Now, with 10 times as much data to fit our model to, the two alternatives start to move apart from each other: now Strategy A gets almost 37% signups, while strategy B gets about 32%, a difference of about 5 percentage points.

Does this poll size give us enough confidence to make a decision going for strategy A ? Perhaps. First of all, it depends on whether a 5% difference makes significant difference to your business – that’s up to you to decide. Secondly, how can we be sure that we now have enough data…? Well, one way to find out an answer for the second question is to run the program again, with even larger n and s, and see what happens. So let’s multipy the n and s of trials and successes once again by factor 10 and see what happens:

Now, for strategy A, we have 1600 trials, out of which 600 sign up, and for B, we have 2500 trials, with 800 signups.  As can be seen from the graph, by increasing our data by factor 10, we get almost the same result as before. Thus, perhaps we are now justified to determine that the results from our previous poll, with 160 vs 250 trials give us good enough results to base our decision upon.

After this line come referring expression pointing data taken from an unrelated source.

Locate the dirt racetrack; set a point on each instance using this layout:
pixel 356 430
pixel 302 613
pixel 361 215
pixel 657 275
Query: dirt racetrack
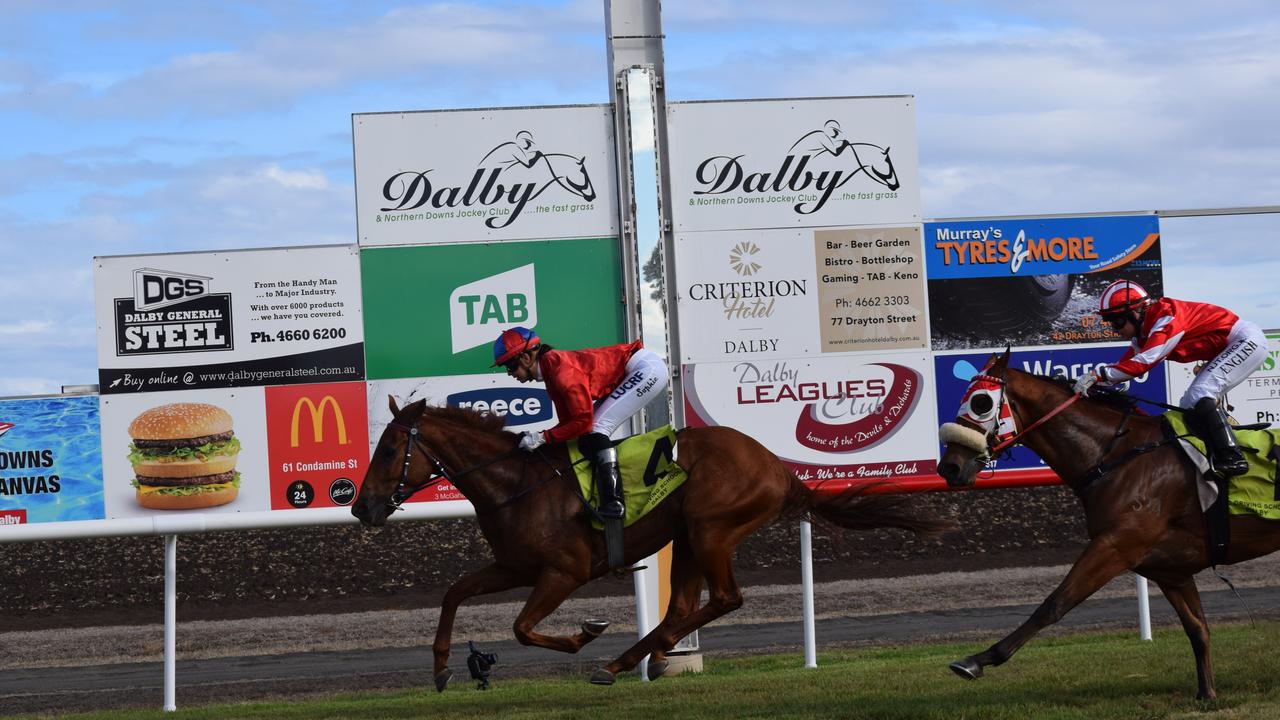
pixel 334 591
pixel 406 565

Of course, there’s always a risk that should we indeed decide to expand our preliminary market research by doing a factor 10 times larger poll yet, we might get different answers – perhaps our data collection has been biased, and in that case a larger data set could smooth out the outliers better than a smaller data set. On the other hand, time (and resources spent) are money, and if we are looking for the “perfect” answer, we will never cross the finishing line, after all, “Prediction is Difficult, Particularily about the Future”, so we need to make an as informed decision, with the data we can collect with reasonable time and effort. And with Bayesian methods, we get more than just the point estimates of traditional, frequentist methods, so having found that there’s not really much point of conducting yet another, larger and more expensive market research activity, at least I myself would be willing to commit to a decision based on the findings of this analysis.